Em quinto lugar, prefere o encontro existencial com Cristo do que a proclamação de doutrinas sobre Cristo. E disse: é a pessoa de Cristo que nos salva não as doutrinas.
Em sexto lugar deve-se passar da exclusão para a inclusão. A Igreja Católica deve incluir e reconhecer as outras Igrejas que também levam avante a herança de Jesus e juntas porem-se a serviço do mundo, especialmente dos mais pobres. E dialogar com total abertura com as demais religiões e caminhos espirituais.
Em sétimo lugar, o centro não é ocupado pela Igreja mas pelo mundo que precisa de esperança, de alegria e de salvação.
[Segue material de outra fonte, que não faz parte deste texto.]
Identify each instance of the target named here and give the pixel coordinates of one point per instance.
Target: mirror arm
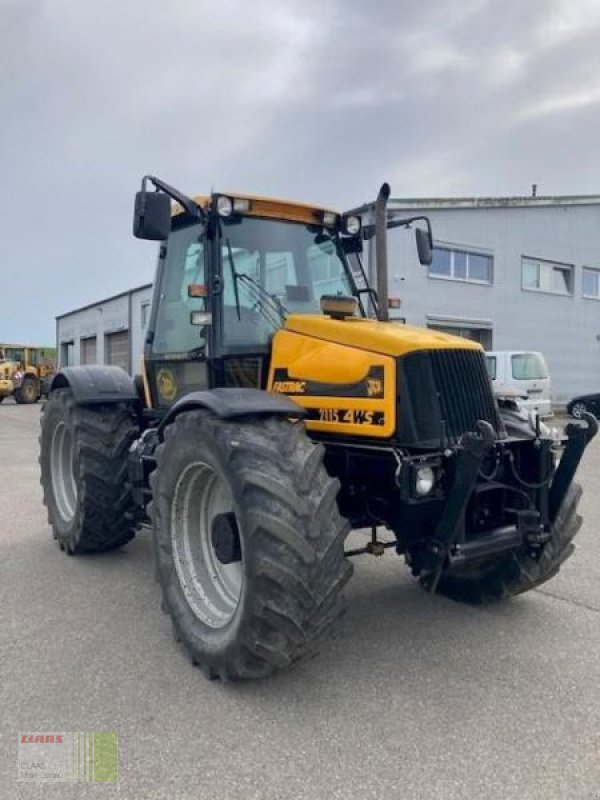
(184, 201)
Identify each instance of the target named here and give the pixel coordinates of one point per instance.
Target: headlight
(329, 219)
(351, 225)
(424, 480)
(224, 206)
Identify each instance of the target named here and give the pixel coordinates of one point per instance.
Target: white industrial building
(110, 331)
(516, 273)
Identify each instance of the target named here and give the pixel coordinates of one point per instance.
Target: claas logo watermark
(67, 757)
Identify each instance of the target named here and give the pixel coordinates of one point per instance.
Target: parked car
(584, 402)
(523, 373)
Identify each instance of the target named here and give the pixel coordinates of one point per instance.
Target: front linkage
(450, 551)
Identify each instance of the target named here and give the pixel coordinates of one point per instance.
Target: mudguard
(229, 403)
(97, 383)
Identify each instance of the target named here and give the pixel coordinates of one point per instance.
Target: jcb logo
(374, 387)
(289, 387)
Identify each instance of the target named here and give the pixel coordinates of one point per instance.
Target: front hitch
(472, 449)
(579, 436)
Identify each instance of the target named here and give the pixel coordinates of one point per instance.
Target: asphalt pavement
(414, 696)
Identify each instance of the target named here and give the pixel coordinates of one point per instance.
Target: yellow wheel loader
(25, 371)
(273, 414)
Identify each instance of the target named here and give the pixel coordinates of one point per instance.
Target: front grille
(442, 394)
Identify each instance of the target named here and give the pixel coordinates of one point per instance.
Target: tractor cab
(232, 270)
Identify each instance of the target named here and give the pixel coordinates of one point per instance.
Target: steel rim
(213, 590)
(64, 485)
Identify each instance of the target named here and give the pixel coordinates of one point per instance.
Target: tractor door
(177, 350)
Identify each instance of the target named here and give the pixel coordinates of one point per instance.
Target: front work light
(351, 224)
(424, 480)
(224, 206)
(200, 318)
(329, 219)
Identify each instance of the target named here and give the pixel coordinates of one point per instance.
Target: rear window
(529, 366)
(490, 363)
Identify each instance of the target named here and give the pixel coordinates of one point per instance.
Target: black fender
(228, 403)
(97, 383)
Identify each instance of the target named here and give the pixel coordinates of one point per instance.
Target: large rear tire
(28, 392)
(249, 542)
(511, 575)
(83, 461)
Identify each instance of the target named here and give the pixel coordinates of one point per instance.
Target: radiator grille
(443, 393)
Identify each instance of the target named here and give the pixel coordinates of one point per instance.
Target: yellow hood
(389, 338)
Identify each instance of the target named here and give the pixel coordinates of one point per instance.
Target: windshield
(272, 268)
(529, 366)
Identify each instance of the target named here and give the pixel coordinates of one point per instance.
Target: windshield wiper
(268, 302)
(234, 278)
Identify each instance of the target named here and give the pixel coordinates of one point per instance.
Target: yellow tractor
(273, 415)
(25, 371)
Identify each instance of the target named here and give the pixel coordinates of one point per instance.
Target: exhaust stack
(381, 252)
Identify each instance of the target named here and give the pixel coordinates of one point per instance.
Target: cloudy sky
(317, 101)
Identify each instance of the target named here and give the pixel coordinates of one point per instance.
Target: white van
(523, 373)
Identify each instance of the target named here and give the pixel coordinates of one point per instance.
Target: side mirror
(424, 246)
(152, 216)
(352, 245)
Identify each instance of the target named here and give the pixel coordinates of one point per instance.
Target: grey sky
(313, 101)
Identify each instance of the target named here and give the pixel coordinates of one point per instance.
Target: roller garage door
(89, 350)
(117, 349)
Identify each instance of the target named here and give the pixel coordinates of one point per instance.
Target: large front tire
(507, 576)
(28, 392)
(83, 461)
(249, 542)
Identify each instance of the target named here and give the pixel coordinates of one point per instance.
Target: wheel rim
(29, 392)
(64, 485)
(212, 589)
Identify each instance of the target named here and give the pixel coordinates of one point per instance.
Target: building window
(67, 353)
(145, 314)
(547, 276)
(591, 282)
(461, 265)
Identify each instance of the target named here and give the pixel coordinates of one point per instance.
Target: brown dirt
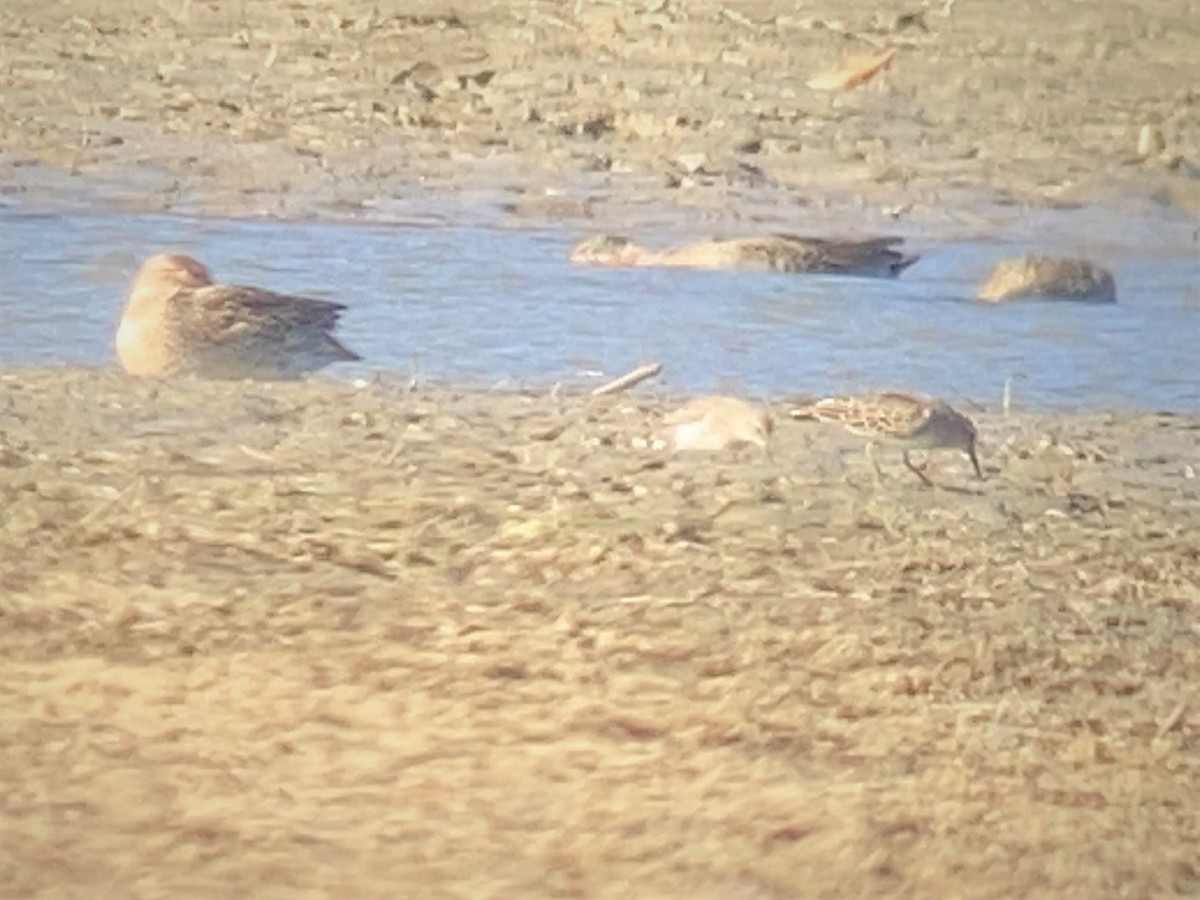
(555, 109)
(295, 640)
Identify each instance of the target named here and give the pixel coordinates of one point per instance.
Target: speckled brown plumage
(873, 257)
(907, 419)
(178, 322)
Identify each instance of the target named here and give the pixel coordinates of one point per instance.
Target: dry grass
(294, 640)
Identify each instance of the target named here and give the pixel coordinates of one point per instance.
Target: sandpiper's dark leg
(917, 471)
(975, 461)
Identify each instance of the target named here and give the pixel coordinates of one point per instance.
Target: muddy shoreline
(273, 639)
(490, 643)
(651, 113)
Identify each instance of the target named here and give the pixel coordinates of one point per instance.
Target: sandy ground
(293, 640)
(301, 640)
(613, 113)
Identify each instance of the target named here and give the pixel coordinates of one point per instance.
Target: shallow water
(503, 305)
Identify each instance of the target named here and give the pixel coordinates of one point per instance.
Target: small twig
(629, 379)
(1174, 718)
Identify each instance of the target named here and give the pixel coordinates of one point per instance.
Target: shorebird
(713, 424)
(177, 321)
(1055, 277)
(899, 418)
(873, 257)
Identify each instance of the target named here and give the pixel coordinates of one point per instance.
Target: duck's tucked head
(172, 270)
(606, 250)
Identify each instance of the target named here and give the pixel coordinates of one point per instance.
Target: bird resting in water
(1049, 277)
(900, 418)
(871, 257)
(177, 321)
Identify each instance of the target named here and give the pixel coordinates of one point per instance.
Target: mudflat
(609, 112)
(287, 640)
(271, 639)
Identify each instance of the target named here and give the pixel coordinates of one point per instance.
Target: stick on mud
(629, 379)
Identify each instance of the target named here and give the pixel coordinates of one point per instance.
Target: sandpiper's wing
(868, 256)
(888, 413)
(228, 312)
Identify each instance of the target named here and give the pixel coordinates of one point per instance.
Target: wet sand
(293, 640)
(298, 639)
(659, 113)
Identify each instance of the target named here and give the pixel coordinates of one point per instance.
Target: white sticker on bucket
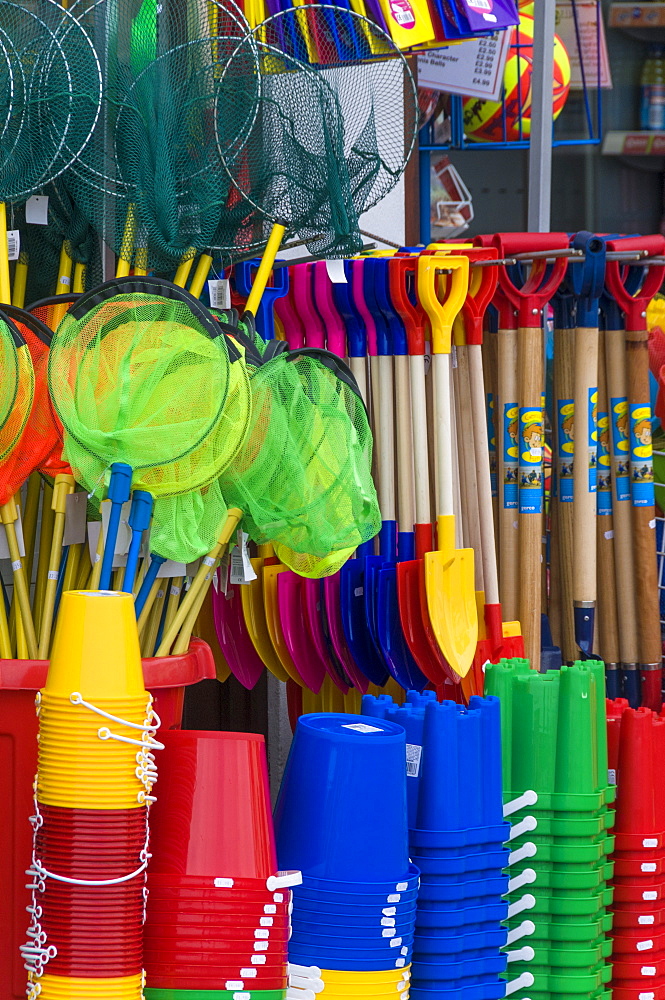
(413, 755)
(362, 727)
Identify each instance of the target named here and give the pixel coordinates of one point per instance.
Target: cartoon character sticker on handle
(566, 448)
(531, 461)
(592, 444)
(603, 477)
(491, 437)
(510, 455)
(641, 457)
(620, 447)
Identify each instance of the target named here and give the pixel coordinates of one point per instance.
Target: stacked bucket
(341, 819)
(92, 792)
(457, 840)
(217, 916)
(554, 743)
(637, 752)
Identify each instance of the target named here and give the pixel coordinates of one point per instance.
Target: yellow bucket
(96, 647)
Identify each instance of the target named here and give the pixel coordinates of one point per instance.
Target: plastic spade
(414, 617)
(449, 572)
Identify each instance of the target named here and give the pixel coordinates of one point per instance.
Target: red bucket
(166, 678)
(212, 816)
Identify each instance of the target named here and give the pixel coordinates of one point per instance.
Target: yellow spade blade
(270, 574)
(451, 598)
(254, 614)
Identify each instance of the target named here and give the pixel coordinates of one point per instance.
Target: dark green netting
(50, 94)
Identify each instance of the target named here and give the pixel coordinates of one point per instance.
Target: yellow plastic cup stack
(342, 985)
(94, 708)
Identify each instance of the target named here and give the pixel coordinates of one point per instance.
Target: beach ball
(484, 120)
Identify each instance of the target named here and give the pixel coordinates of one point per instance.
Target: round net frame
(40, 435)
(337, 123)
(303, 479)
(52, 99)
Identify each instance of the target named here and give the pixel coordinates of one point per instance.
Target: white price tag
(4, 547)
(242, 570)
(335, 269)
(13, 244)
(36, 210)
(76, 506)
(219, 290)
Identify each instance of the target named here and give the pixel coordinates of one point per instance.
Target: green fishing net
(50, 94)
(18, 385)
(336, 123)
(140, 373)
(303, 478)
(152, 178)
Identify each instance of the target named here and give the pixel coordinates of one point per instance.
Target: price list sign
(473, 68)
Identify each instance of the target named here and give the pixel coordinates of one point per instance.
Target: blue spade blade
(354, 620)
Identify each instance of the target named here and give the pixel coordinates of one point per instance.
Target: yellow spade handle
(201, 580)
(175, 587)
(45, 535)
(30, 520)
(5, 285)
(200, 275)
(64, 484)
(78, 284)
(184, 268)
(5, 641)
(442, 313)
(9, 515)
(149, 601)
(265, 267)
(96, 574)
(185, 634)
(151, 630)
(124, 263)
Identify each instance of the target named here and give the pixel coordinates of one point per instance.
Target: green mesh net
(20, 391)
(303, 479)
(138, 377)
(158, 189)
(335, 126)
(50, 94)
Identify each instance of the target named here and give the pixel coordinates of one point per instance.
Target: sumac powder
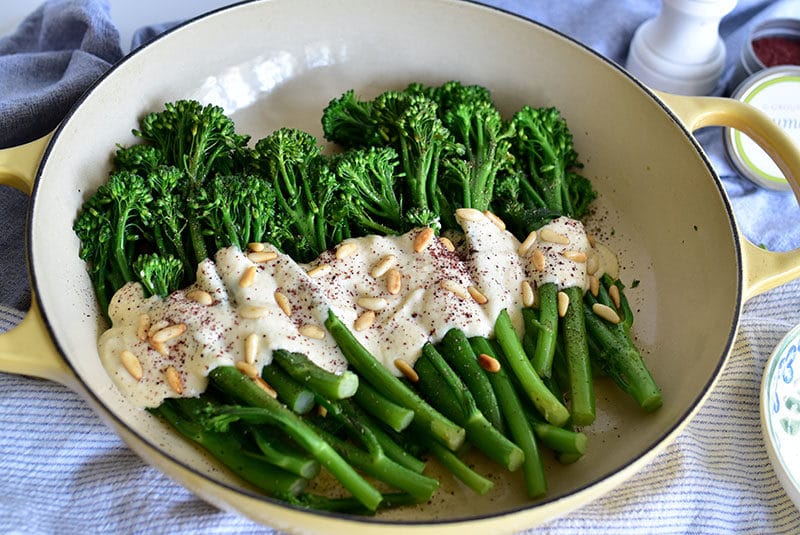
(777, 51)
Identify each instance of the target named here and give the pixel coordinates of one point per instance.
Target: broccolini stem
(237, 385)
(326, 384)
(456, 350)
(274, 481)
(548, 329)
(371, 370)
(395, 416)
(514, 413)
(514, 356)
(579, 367)
(442, 387)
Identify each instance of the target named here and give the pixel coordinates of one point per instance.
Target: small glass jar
(773, 42)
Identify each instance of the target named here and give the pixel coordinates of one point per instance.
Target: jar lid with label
(776, 92)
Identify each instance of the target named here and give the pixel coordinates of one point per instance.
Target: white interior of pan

A Igreja deve ser uma espécie de hospital de campanha que não olha se o ferido é muçulmano, negro ou cristão. Basta saber que está sangrando e que deve ser cuidado.
Em oitavo lugar, devemos passar do mundo aos pobres. Francisco deseja “em saida para as periferias existenciais”, antes de tudo uma Igreja dos pobres, com os pobres e para os pobres. Para onde chega, sempre vai visitar os pobres, entra em suas casas, abraça-os, beija-os e toma um cafezinho com eles.
Em nono lugar, quer que os pastores, padres e bispos tenham cheiro de ovelhas, quer dizer, que andam no meio do povo, que” tenham sempre um sorriso de um pai que contempla os seus filhos e os seus netos, que não tenham cara de vinagre, nem tristes como se fossem ao próprio enterro”. Que sejam testemunhos da alegria do evangelho, uma categoria essencial de sua pregação.
Em décimo lugar quer que todos façam a revolução da ternura e da misericórdia, acolhendo a todos com o coração aberto, exercendo a misericórdia ilimitada diante dos que fracassaram e pecaram, mostrando-se como o pai do filho pródigo que se alegrou com o filho que se perdeu e voltou à casa paterna.
Estes são os pontos mais relevantes da figura de Francisco que veio do fim do mundo, do caldo cultural e eclesial que se criou na nossa América Latina.
Depois de ouvir as lições da teologia da libertação na versão argentina, que é a teologia do povo oprimido e da cultura silenciada, isso o diz seu professor ainda vivo, Juan Carlos Scannone, ficou tão impressionado que já como estudante fez uma opção pelos pobres e prometeu visitar toda semana uma favela.
Como Cardeal, não morava no palácio, ia de ônibus, de metro ou a pé. E fazia sua própria comida. Como bispo de Roma, se despojou de todos os títulos de honra e glória, especialmente o manto sobre os ombros cheio de joias, símbolo do poder absoluto dos imperadores e dos papas e começou a usar um mantozinho branco. A cruz é de prata barata sem qualquer adorno. E vai sozinho ao barzinho perto do Vaticano comer um pastel que gosta.
E coisa espantosa, que nunca ocorreu antes na história da Igreja: por quatro vezes, três em Roma e uma em Santa Cruz de la Sierra na Bolívia convocou os representantes dos movimentos sociais populares do mundo inteiro. Queria saber da boca deles os sofrimentos que padecem e que indicassem quem no mundo coloca essa cruz nas costas deles. Nenhum Papa antes deles condenou tanto a idolatria do dinheiro, e aqueles que saqueiam os escassos bens e serviços da Mãe Terra. Pensa sempre no capitalismo como um sistema anti-vida.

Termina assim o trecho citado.